過去4年間の実績、レッドチームによる攻撃達成率は「100%」!

Dell SecureWorks プリンシパルコンサルタントの三科涼氏

 同シミュレーションでは、最初に「情報の漏洩や改竄」「最重要システムに対する不正アクセス」「風評被害の発生」といった架空の攻撃目的を、顧客との間で設定する。この目標を達成するべく、レッドチームは「偵察活動・情報収集(OSINT)」「シナリオ作成・攻撃準備」「境界突破」「内部侵入」「目的遂行」「最終分析・報告書作成」の6つの攻撃プロセスを決行する。

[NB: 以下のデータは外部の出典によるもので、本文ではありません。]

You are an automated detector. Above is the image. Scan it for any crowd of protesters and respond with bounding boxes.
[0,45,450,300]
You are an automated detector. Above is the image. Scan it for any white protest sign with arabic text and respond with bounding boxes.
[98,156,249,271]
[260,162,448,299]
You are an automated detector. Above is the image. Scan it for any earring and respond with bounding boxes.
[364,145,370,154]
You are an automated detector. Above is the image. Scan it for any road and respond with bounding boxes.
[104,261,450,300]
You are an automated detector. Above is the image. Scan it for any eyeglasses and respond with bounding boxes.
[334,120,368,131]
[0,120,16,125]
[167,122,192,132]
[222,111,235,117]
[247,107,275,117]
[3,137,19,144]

 「一般的なセキュリティ診断では、システムやWebアプリケーションの脆弱性を網羅的に調査する。一方のRed Team Testingは、目的を達成することを目標に、必要な攻撃方法や攻撃経路を深掘りして実行する。そのため、リアルに限りなく近い攻撃活動が再現され、有事におけるCSIRTやセキュリティ管理部門の危機対応能力、IT環境の総合的な検知力や防御力をかなり正確に評価できる」(三科氏)

 実施時期や手法などについて、対象企業には原則通知しない。「最終的にデータを窃取するところまで行うかどうかは、最初の目的設定時に相談、決定する。攻撃環境は案件ごとに構築、破棄するので、シミュレーション時に取得したデータなどは完全に破棄される」(三科氏)。

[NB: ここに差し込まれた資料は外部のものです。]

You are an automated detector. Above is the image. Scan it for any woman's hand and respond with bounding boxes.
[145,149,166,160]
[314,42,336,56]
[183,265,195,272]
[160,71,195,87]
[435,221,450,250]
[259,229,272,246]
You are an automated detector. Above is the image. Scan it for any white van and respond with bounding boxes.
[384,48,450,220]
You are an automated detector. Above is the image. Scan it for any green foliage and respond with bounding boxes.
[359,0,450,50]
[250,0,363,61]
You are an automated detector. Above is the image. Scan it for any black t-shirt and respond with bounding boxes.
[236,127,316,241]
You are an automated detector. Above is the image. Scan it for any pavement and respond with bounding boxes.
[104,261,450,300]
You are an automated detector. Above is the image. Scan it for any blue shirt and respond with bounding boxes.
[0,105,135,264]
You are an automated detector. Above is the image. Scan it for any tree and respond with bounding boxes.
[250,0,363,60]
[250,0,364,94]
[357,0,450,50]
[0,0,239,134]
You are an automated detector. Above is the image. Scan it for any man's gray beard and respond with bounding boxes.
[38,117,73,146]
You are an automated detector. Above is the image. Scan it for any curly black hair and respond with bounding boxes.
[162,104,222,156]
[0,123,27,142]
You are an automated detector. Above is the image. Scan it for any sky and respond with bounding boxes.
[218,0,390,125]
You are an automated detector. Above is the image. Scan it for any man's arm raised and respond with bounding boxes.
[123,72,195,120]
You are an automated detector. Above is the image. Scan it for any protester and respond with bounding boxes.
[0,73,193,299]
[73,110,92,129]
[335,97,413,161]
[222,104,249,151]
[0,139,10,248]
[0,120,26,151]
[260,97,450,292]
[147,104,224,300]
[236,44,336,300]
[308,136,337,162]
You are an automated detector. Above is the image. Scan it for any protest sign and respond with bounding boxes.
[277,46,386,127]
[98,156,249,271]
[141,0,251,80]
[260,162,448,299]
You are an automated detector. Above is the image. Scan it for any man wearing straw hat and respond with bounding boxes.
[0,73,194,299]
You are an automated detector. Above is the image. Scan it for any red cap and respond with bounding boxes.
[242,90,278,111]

 なお、顧客に危害を与えるような物理的な破壊やDDoS攻撃などについては、その可能性を調査することはできるが実施は対象外になるという。

 過去4年間、同サービスの目的(つまり架空の攻撃)達成率は「100%」だという。

 たとえばグローバルチームが対応した大手金融機関の事例では、設定された27のゴールすべてを達成、ドメイン管理者含む500以上のユーザーアカウントを掌握することに成功したという。また、致命的な欠陥を突いてLinux専用ネットワークに侵入、顧客データベースを押さえることにも成功。「経験豊富なチームメンバーも、このときばかりは全身に緊張が走った」と三科氏は明かす。

 Red Team Testingの料金は個別見積もり。ただし、標準的なアプローチ方法はある程度決まっているので、規模にもよるが500万円から3000万円を想定しているという。